Para demostrarlo, fingen que van de cacería y tan pronto como salen,
las odaliscas sobornan al eunuco para que deje entrar a todos los esclavos.
Uno de ellos se convierte en el centro de una lasciva orgía.
El sultán, de manera imprevista, aparece y da la orden de ejecutar
a todos los presentes, con la excepción de su amada Zobeida. No
obstante, ella toma el arma de uno de los guardias y se suicida frente
al sultán.
El segundo es Divertissement, un acto que combina una de las mejores coreografías
del ballet clásico combinada con una de las más importantes
creadas por el Ballet Imperial para hacer reír y llorar con el
bello lenguaje de la danza.
El acto tercero y gran final es el Bolero, cuya coreografía fue
creada por Nikolay Androsov especialmente para los solistas Plisetskaya
y Tarandá.

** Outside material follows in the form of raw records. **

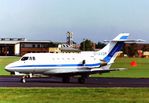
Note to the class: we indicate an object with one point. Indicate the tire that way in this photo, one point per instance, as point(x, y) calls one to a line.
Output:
point(81, 80)
point(23, 80)
point(66, 80)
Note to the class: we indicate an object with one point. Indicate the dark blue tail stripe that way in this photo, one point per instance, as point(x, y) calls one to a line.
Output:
point(116, 48)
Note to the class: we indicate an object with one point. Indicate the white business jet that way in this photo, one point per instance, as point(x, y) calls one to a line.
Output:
point(66, 65)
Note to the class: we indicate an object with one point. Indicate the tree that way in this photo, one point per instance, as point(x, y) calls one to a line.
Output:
point(100, 45)
point(86, 45)
point(132, 50)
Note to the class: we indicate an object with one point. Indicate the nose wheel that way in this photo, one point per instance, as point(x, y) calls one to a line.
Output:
point(23, 80)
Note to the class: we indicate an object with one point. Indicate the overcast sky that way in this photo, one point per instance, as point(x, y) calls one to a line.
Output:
point(96, 20)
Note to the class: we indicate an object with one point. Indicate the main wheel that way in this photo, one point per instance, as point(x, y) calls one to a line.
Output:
point(23, 80)
point(81, 80)
point(66, 80)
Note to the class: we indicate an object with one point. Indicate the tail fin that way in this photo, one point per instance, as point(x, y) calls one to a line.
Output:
point(110, 51)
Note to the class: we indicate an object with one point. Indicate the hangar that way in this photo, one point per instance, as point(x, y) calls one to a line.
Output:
point(21, 46)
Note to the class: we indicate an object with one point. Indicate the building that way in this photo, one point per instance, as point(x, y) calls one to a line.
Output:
point(20, 46)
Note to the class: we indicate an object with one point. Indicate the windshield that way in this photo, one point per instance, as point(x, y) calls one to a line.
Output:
point(24, 58)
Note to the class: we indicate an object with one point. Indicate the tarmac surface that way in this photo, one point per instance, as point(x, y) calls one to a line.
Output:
point(14, 81)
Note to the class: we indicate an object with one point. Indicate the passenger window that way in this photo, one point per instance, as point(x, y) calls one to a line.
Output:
point(33, 58)
point(24, 58)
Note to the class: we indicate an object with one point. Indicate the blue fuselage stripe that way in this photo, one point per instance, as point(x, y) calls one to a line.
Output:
point(124, 37)
point(60, 65)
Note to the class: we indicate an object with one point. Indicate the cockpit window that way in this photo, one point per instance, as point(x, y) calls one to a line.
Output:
point(24, 58)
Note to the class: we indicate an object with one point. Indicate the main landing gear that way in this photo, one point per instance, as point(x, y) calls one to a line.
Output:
point(23, 79)
point(81, 79)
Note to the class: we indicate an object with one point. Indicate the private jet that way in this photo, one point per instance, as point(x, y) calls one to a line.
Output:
point(66, 65)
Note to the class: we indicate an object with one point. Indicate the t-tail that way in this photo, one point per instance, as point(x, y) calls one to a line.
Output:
point(109, 53)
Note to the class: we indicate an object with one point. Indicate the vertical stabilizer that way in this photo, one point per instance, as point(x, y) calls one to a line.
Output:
point(110, 51)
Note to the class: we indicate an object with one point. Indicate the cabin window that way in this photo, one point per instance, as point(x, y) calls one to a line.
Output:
point(33, 58)
point(24, 58)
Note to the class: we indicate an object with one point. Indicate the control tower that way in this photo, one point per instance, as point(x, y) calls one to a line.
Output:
point(69, 38)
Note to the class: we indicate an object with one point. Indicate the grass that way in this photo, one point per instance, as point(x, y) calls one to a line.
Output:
point(74, 95)
point(4, 60)
point(82, 95)
point(140, 71)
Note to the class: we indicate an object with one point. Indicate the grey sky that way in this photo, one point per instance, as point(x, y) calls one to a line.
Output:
point(93, 19)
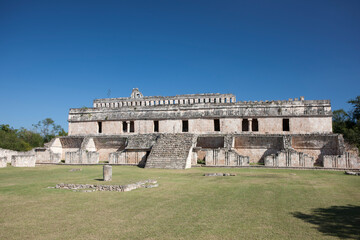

El debut fue realizado en Japón, en 1996.
La obra para orquesta fue compuesta en 1928 por el francés Maurice
Ravel. Está inspirada en una danza española y dedicada a
la balletista rusa, icono de la ‘Belle’ Epoque, Ida Rubinstein.
La composición, una de las más interpretadas en el mundo,
se caracteriza por su ritmo obsesivo.